At last I had the chance to write a novel which turned out finer than I expected. Going back to it now I see it’s less than that in a couple of places, but the story remains, as Balzac said, true.
First edition. The Hunters was Salter’s debut novel, and it made his reputation. But he confesses “I never liked the title. The title while I was writing the book was, A Patron of Tokoshi’s (being the brothel in Tokyo). That was what I saw as being his trace in the world.” Going through the pages, he seemed to like the novel even less: “My God—all so stiff,” he writes, before making it through the second paragraph. “I would never use these words now,” referring to “numb lethargy” and “full animation.” A few pages on (p.5) he writes “This needs rewriting.
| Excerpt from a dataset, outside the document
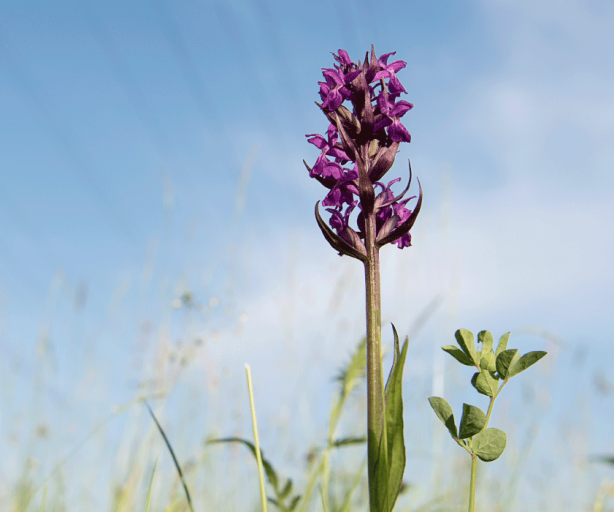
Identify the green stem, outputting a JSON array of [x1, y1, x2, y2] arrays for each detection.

In fact I did rewrite it in a later edition, but still not good.” “Overwritten” he pens alongside a long paragraph. “Too high flown,” in another spot, “sounds cliché now,” in a third. Things get downright sarcastic when he reads his younger self writing: “the compulsion to press close to death…” “Pressing close to pulp fiction is more like it,” he says now. Things start to get better at chapter 4: “Finally the book begins telling itself,” he writes. A little further on, “Better level of description here—a relief.” But his younger self keeps embarrassing him: “I can’t think how I didn’t see this as earnest and juvenile in the extreme when I wrote it,” he says on p.119. Near the end he simply starts crossing out entire sections and rewriting them (p. 203). Painful as it may have been for Mr Salter, his annotations open up the interesting question about the evolution of a writer’s talent. What attitude should the mature artist take towards his earlier work? Go back and rewrite it, or simply regard it as the product of a different, no longer existing self?
SALTER, James (b. 1925). The Hunters. New York: Harper & Brothers, 1956. 8o. Original black cloth; dust jacket. In a red cloth, clamshell box. With typed letter signed and 4 pages of annotated clippings.